Texas’ Earthquake Study Gets Off The Ground


Work is underway on the multi-million dollar TexNet Seismic Monitoring Program, designed by Texas lawmakers to gather and disseminate research on any relationship between disposal wells and an unexpected spate of earthquakes in North Texas.

Rafael Anchia
State Rep., Rafael Anchia, D-Dallas
State Rep., D-Dallas

State Rep. Rafael Anchia, a Democrat from Dallas, wrote the legislation this year, which passed as part of the state budget and became effective in September.

“Our community is rightfully concerned about the unusually high seismic activity in Dallas, Irving and Farmers Branch,” Anchia said in a statement. The “study should help us get to the bottom of it.”

Bringing industry, academia and the government together will ensure that different perspectives will be represented, said Scott Tinker, director of the Bureau of Economic Geology at the University of Texas.

“At the end of the day, that’s where progress is made – with those different groups working together and figuring out how to find compromises that will balance the objectives the different groups,” Tinker, also the state’s geologist, told Rigzone.

Tinker explained that the primary concern is whether the earthquakes are harming environmental systems.

Dr. Scott Tinker
Dr. Scott Tinker, Director, Bureau of Economic Geology
Director, Bureau of Economic Geology

“You could argue they do at some level, but it’s not a big deal unless you start having earthquakes that cause damage to infrastructure, and that could be wellbores or pipelines or buildings or bridges,” he said. “If the earthquakes are large enough and in areas where those are located, then they can cause damage and that damage can have secondary damage on environmental systems.”

Earthquakes are measured on the Richter scale, which can begin at zero and move up or in a negative direction. It’s when the scale reaches a positive magnitude of 3 that they can be felt on the surface.

But it’s not the hydraulic fracturing on its own that’s in question, Tinker said. It’s actually the disposal wells in which produced fluids are injected back into the ground that may be related to seismic events.

In 2013, the Texas Railroad Commission said there are about 35,000 active injection and disposal wells in the state. Of those, 7,500 are disposal wells.

“We’ve been disposing from oil and gas production for a century,” he said, adding, “The oil and gas business is really a water handling business.
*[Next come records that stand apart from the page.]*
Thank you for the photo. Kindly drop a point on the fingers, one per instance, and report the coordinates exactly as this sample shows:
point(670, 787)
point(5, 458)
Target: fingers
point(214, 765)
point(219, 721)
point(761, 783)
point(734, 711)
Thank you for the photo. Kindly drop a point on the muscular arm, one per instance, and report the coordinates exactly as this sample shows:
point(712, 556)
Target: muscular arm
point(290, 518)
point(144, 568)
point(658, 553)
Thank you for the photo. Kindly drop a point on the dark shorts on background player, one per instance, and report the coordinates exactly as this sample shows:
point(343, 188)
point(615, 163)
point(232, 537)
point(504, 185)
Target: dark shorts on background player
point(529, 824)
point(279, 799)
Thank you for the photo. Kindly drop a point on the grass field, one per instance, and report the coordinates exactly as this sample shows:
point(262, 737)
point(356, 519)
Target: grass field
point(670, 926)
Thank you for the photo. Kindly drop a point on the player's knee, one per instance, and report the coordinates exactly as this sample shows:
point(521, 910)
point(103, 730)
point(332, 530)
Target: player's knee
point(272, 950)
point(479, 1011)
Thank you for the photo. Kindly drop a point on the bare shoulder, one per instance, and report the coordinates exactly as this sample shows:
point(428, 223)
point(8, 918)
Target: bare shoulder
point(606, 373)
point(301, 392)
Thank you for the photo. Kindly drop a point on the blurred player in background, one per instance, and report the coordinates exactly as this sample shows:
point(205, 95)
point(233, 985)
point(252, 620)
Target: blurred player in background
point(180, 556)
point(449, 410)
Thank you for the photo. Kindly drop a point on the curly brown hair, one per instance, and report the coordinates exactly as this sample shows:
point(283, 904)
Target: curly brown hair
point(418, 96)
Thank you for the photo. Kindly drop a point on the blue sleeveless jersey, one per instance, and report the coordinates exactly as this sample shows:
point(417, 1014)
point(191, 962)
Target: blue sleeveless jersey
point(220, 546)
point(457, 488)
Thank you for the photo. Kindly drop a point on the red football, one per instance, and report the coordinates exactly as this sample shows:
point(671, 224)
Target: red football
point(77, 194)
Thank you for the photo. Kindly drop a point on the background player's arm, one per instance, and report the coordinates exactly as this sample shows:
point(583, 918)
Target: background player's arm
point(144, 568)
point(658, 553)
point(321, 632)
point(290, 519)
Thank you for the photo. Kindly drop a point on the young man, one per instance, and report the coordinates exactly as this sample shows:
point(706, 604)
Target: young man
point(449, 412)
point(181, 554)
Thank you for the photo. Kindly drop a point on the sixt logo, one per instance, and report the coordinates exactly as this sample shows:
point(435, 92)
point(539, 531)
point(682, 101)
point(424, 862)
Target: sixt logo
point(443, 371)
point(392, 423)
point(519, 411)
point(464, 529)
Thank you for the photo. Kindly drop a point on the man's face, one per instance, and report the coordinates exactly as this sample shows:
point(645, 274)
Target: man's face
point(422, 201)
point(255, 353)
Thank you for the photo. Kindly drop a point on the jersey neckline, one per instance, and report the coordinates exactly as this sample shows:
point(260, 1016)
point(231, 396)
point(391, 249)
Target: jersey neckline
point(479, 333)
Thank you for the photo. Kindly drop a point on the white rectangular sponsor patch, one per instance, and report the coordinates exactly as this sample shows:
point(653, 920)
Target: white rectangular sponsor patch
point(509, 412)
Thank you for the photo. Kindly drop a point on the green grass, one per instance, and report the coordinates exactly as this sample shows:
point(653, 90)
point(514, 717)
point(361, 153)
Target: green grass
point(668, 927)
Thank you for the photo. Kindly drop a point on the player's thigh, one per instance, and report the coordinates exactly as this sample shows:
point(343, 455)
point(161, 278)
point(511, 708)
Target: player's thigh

It handles a lot more water than oil or natural gas. You have to dispose that, and it’s all permitted and regulated, and there’s talk now about how best to do that.”

The industry wants to maintain its license to operate, and consumers want them to keep that license so that oil and natural gas is available to grow the economy. Making sound information available and transparent is also key, he said.

“That’s a mutual goal,” Tinker said, adding that, “If somebody feels the earth move, the industry doesn’t want to be blamed.”


The bureau is composed of an energy division, an environmental division and a center for energy economics. In total, about 250 people are working on the project, which will deploy 22 permanent seismometers across the state before the next legislative session at the beginning of 2017. Another 36 portable machines will be placed based in parts of the state that experience most seismic activity.  

The expectation is that the program will provide a better understanding of the base level, natural seismicity in Texas. Most public concern or fear comes from a lack of information, and Tinker said he hopes to provide information that people can trust.

“We really do try to bring energy and the environment and the economy together in research,” he said. “I think bringing industry, academics and the government together to do things really does help to represent the different perspectives. At the end of the day that’s where progress is made, with those different groups working together and figuring out how to find compromises that will balance the objectives of the different groups.”

But research may not be enough to put everyone on the same page.

A report from Southern Methodist University in Dallas and the U.S. Geological Survey two years ago linked earthquakes to disposal wells owned by XTO Energy and EnerVest Operating in North Texas. But this summer, the Texas Railroad Commission, which regulates oil and gas activity in Texas, said there was no evidence the disposal wells caused the earthquakes.

Tinker said he can’t control the politics that may try to infiltrate the question.

“Politics are what they are, but we’ll do good science and we’ll engage all the stakeholders and make all the data available and be transparent about what we do. In that sense, everybody has access to the same information. Good information tends to get people talking about the real issues instead of politics.”

Globally, about 20,000 earthquakes between the ranges of 2 and 5 occur each year, Tinker said. About 3,000 of those happen in the United States, but it has increased in recent years. Given the 7,500 wells, when you’re talking about a handful or more that might be related to earthquakes, it’s not a big number, Tinker said. Up to 100 oil and gas wells may feed into a single disposal well.

“Texas has put skin in the game. The industry is interested and supportive. Universities and researchers have skin in the game,” he said. “I think when everyone has skin in the game and is willing to work, good things are going to happen.”